Model Variants
When a model is served by more than one provider, Routeplane has to choose which endpoint to send each request to. A model variant lets you make that choice inline: append a :<profile> suffix to the model id and Routeplane ranks providers by the axis you named.
The suffix is part of the model string itself, so it needs no body fields and no SDK — it works the same on the OpenAI, Anthropic, and Google surfaces.
The profiles
Section titled “The profiles”| Model id | Ranks providers by |
|---|---|
openai/gpt-4o |
Balanced (default) — a weighted blend of cost, latency, and throughput. |
openai/gpt-4o:cost |
Cheapest first. |
openai/gpt-4o:latency |
Lowest p50 time-to-first-token. |
openai/gpt-4o:throughput |
Highest output tokens/sec. |
These are the same three axes described in Provider Selection, exposed as an inline shorthand. A bare model id behaves exactly like :balanced.
Quick example
Section titled “Quick example”curl http://127.0.0.1:4356/v1/chat/completions \ -H "Content-Type: application/json" \ -d '{ "model": "anthropic/claude-sonnet-4.6:cost", "messages": [{"role": "user", "content": "Translate to French: Hello."}] }'The suffix behaves identically on /v1/messages (Anthropic) and /v1beta/models/{model}:generateContent (Google) — it travels with the model id.
Behavior
Section titled “Behavior”- A bare id is the balanced default. Adding no suffix is identical to
:balancedand is byte-for-byte the routing you get today. Variants only ever re-rank the eligible providers — they never change which providers are eligible. - The bias is aggressive. A profile weights its named axis heavily and keeps the other two only as tie-breakers, so
:costpicks the genuinely cheapest provider rather than leaning slightly cheaper. Reach for:balanced(or no suffix) when you want the blended score. - Unknown suffixes are not routing profiles. Only
cost,latency,throughput, andbalancedare recognized as profiles. Anything else —openai/gpt-4o:fast— is treated as part of the model id, so it falls through to a normal “unknown model”404rather than being silently rerouted. (This is the same rule that leaves aprovider:modelid likeopenai:gpt-4ointact.) The one other recognized suffix,:discount, routes to Routeplane’s self-hosted discounted provider — it’s not a routing profile, and is handled separately. - It only matters with 2+ providers. A model served by a single provider routes identically with or without a suffix.
The :discount suffix
Section titled “The :discount suffix”Separate from the ranking profiles above, Routeplane accepts a :discount suffix that routes a request to Routeplane’s self-hosted provider, where open models are served below official pricing:
moonshotai/kimi-k2.6:discount # route to the self-hosted discounted providerBecause it pins the provider rather than re-ranking the eligible ones, :discount is not a routing profile and doesn’t combine meaningfully with :cost / :latency / :throughput. Open models are already 25% off by default without it; the suffix forces the discounted self-hosted supply and is where custom account discounts apply. See Discounted Models for the full behavior — including custom discounts up to 50% for open-source projects.

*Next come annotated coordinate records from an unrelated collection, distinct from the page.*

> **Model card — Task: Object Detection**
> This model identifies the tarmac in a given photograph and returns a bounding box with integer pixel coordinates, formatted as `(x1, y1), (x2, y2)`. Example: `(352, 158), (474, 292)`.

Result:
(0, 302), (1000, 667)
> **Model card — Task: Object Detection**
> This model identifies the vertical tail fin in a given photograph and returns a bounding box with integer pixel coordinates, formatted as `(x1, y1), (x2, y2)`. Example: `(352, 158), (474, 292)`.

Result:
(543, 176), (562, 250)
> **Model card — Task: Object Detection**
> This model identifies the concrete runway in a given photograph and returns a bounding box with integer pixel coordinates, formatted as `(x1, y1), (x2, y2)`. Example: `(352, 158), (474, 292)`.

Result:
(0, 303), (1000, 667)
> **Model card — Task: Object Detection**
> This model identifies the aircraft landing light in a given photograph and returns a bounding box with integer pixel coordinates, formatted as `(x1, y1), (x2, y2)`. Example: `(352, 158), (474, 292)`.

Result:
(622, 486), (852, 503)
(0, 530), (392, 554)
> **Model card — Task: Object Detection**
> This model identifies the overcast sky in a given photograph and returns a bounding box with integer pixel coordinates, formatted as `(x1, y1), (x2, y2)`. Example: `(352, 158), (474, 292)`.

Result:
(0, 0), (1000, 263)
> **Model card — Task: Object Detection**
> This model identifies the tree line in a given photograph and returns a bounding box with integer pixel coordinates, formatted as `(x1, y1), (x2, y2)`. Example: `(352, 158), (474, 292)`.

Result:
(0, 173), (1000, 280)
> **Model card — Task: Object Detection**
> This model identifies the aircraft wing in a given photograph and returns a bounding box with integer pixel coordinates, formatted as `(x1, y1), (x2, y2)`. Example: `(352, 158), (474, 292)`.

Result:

Variants never change authorization
Section titled “Variants never change authorization”The profile affects provider ranking only. Everything else keys off the base model id:
- Guardrail model allowlists/denylists and BYOK rules judge
anthropic/claude-sonnet-4.6:costexactly asanthropic/claude-sonnet-4.6— a profile can never widen or bypass a policy. - BYOK providers still rank ahead of platform providers; the profile orders providers within each tier.
- Billing is unchanged — you pay the selected provider’s rate for the base model.
Seeing which profile a request used
Section titled “Seeing which profile a request used”The selected profile is recorded on every request and returned in your usage history. GET /v1/namespaces/{nsid}/requests includes a routing_profile field (balanced / cost / latency / throughput) on each row, so you can audit how much traffic each strategy is taking.
Relationship to provider.sort
Section titled “Relationship to provider.sort”The model-id suffix is the supported way to choose a routing profile today. A request-body equivalent — provider.sort — is described in Provider Selection but is not yet active; until it ships, use the suffix.